Please Don’t Touch Anything House Broken Grows Old a Little Too Fast
I’ll readily admit that I had not tried Please Don’t Touch Anything, before playing this most recent installment, and so my review never rests on the nostalgia of the original. Given the beloved predecessor, it would not be surprising for some gamers to disagree with my thoughts, but keep in mind this was my first introduction into the series.
When I started my playthrough, I went in completely blind, and for the first half hour or so I was fascinated by how the puzzles develop into various branches. Please Don’t Touch Anything House Broken does not reward you with prizes or gear, instead each time you solve a version of the puzzle you get a special ending.
There are 15 different endings and when you have succeeded in discovering one, a sticker appears and attaches to the console. This is how the game keeps up with your progress. These stickers are certainly a fun and creative way of keeping track. Nevertheless, a unique progression system was not enough enough to save a game I felt lost its luster way too quickly into the experience.
A lot of the puzzles are not really puzzles per se, as some involve very little brain power to accomplish a task. You can trigger a few of the endings by mere chance, and in at least one instance by mere frustration.

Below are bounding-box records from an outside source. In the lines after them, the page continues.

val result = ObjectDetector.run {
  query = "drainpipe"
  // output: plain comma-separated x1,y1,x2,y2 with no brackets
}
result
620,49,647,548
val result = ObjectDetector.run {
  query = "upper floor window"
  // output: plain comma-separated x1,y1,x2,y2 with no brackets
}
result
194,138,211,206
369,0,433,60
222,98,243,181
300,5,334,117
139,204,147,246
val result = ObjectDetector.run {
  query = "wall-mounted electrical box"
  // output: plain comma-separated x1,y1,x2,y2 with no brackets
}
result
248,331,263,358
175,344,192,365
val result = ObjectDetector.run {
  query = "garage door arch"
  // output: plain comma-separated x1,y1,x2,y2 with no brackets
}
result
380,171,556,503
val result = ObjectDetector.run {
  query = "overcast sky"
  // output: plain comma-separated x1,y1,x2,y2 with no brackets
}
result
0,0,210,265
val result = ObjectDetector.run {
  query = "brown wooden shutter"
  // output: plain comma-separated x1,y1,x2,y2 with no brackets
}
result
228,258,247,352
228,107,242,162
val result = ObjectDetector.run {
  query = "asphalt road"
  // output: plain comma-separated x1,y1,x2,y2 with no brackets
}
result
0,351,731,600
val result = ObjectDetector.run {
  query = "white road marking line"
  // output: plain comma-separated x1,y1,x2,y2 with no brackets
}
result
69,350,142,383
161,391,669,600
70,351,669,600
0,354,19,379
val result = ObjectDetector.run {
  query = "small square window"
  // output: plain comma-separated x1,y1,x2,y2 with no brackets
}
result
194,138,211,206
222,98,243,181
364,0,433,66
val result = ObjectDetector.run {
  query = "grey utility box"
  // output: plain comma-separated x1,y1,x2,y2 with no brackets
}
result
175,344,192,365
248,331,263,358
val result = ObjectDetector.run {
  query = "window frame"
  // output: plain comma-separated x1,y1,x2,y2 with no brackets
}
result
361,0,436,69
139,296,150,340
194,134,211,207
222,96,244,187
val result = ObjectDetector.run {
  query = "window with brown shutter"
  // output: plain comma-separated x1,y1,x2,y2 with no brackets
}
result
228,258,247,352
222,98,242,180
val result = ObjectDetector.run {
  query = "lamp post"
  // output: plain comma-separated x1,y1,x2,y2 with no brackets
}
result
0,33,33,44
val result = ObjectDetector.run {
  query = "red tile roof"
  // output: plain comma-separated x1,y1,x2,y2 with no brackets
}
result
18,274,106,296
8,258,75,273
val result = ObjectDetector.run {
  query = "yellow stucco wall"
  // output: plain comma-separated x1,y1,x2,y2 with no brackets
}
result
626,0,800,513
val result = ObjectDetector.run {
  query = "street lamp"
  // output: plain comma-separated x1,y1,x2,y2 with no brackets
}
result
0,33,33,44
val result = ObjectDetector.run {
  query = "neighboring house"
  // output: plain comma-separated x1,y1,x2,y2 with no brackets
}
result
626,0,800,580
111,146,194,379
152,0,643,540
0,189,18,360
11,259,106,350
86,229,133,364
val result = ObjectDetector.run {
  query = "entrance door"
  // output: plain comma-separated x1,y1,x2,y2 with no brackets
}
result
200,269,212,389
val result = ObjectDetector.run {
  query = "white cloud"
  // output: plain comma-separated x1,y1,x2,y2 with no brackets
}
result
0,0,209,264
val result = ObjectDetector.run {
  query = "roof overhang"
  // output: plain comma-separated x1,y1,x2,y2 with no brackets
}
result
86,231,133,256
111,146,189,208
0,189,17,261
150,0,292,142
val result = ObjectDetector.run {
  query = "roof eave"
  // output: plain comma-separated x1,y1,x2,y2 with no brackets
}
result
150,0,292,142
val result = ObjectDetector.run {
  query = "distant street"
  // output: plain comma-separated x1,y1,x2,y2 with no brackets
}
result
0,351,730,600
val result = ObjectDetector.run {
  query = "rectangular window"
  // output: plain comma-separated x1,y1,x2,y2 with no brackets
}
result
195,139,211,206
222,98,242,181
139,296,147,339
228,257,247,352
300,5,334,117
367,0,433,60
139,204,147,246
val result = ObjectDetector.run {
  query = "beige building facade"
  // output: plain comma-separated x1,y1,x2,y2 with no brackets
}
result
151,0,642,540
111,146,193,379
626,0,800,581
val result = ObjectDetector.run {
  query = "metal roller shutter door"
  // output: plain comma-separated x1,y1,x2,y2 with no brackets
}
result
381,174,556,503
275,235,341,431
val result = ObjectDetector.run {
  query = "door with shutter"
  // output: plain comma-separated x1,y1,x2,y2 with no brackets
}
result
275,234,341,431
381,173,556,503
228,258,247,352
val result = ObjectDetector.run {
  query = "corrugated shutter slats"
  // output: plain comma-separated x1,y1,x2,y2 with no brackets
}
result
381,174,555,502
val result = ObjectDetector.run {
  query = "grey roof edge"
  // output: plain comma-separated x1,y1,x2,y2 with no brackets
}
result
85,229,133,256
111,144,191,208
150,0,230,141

There are times when the solution to an ending is simply testing a bunch of three or four digit numbers from around the room, until they trigger a sequence of events that leads you to the end.
When you do get an ending, usually you are treated to a brief animation that makes a not-so-subtle pop culture reference. A lot of the time I was left saying to myself “is that it?” This question would then be confirmed by the reset pull blinking to indicate that the sequence was in fact over.
Since the console branches into several endgame moments, instead of drawing out a more realized challenge, it feels like the puzzles have no depth. Perhaps if the console had been a single puzzle, then the game might have more character, but instead it relies on overused gags to get the job done.
There is one puzzle in the bunch that is significantly harder than the rest, but this doesn’t elevate Please Don’t Touch Anything House Broken to top tier puzzle form. Instead, it feels like the developers were concerned the game would not be hard enough, and so this additional challenge was thrown in to try and stump the more demanding puzzle aficionados.
Those who successfully complete this challenge might feel the accomplishment of getting to the end result, but there will likely be others scratching their heads over the whiplash of difficulty as compared to the rest of the game.
All of this is not to say Please Don’t Touch Anything House Broken is a horrible game. There are certainly fun moments and the concept is quite unique, but it never seems to live anywhere close to full potential. Also, given the plethora of other puzzle competitors on the market, it may not be worth the money for some.
Ultimately, I believe it’s too short and not well-rounded enough to be one of the better available games. If you are running low on puzzle titles to try, this would be a safe suggestion, but if you’re new to the genre, it probably shouldn’t land at the top of your wishlist.
Please Don’t Touch Anything House Broken was review on Quest 2 with a code provided by fortyseven communications.